I spent most of last night in Ramona, just a couple of miles from the house I used to live. During the Cedar fire four years ago, flames came to the very street my house sat on, and some close friends lost the dream home they had just finished building to the roaring flames.
When I saw these fires break out on Sunday, I asked the network to send me. My job isn't to man the fire lines, or help evacuate neighborhoods…it's to tell the stories of those who do and to inform the public. But for me, it's more than that. My wife and children have close friends here. I have friends here. I love this place.

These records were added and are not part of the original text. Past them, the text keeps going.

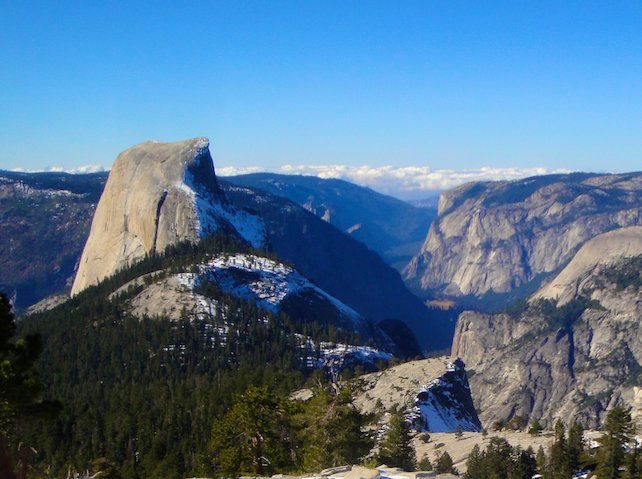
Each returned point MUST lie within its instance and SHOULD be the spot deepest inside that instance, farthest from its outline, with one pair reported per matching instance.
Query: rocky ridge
(434, 392)
(502, 237)
(158, 194)
(391, 227)
(573, 351)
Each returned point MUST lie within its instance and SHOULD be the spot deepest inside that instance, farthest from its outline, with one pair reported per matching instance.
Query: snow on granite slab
(261, 279)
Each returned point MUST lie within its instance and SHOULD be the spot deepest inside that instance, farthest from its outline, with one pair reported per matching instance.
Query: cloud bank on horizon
(405, 182)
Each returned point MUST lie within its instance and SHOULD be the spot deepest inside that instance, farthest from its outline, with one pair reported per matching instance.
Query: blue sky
(443, 85)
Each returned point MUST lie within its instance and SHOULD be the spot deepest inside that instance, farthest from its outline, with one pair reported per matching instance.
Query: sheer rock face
(602, 250)
(538, 366)
(157, 194)
(500, 236)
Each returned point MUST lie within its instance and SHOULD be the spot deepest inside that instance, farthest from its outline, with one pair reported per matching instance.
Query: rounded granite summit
(157, 194)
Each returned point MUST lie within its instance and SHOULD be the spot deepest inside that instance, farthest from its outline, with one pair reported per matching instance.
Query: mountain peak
(157, 194)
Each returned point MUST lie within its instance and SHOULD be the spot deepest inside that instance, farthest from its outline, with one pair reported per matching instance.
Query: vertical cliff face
(575, 348)
(500, 236)
(157, 194)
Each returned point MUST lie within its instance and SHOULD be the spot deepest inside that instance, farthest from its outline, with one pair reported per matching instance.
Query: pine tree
(575, 445)
(524, 464)
(618, 431)
(559, 463)
(474, 464)
(536, 428)
(633, 464)
(20, 391)
(255, 434)
(333, 431)
(395, 449)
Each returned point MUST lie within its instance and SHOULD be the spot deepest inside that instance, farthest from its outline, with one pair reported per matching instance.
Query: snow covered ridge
(18, 188)
(210, 211)
(434, 392)
(445, 403)
(335, 357)
(265, 281)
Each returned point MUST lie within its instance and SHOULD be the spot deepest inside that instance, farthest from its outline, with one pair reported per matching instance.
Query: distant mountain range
(391, 227)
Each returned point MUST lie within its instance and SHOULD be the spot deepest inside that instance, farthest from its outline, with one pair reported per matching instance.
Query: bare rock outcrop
(498, 237)
(157, 194)
(434, 392)
(605, 249)
(575, 348)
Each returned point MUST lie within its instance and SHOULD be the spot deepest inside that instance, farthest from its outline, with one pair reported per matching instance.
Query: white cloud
(408, 182)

So it's at once heartbreaking, and awe inspiring to see a fire line roar up the side of a mountain slope, or race through bone dry brush. And when you've worked enough fires like this, you learn to spot the sign of a home erupting in flames beyond the next ridge line. A surge of black smoke billowing into the sky, the smell of nylon and household chemicals burning, another dream home…however humble or magnificent…lost.
This fire will eventually go out. The thousands who've lost their homes and businesses will rebuild and move on. But the memory of a fire like this lasts forever.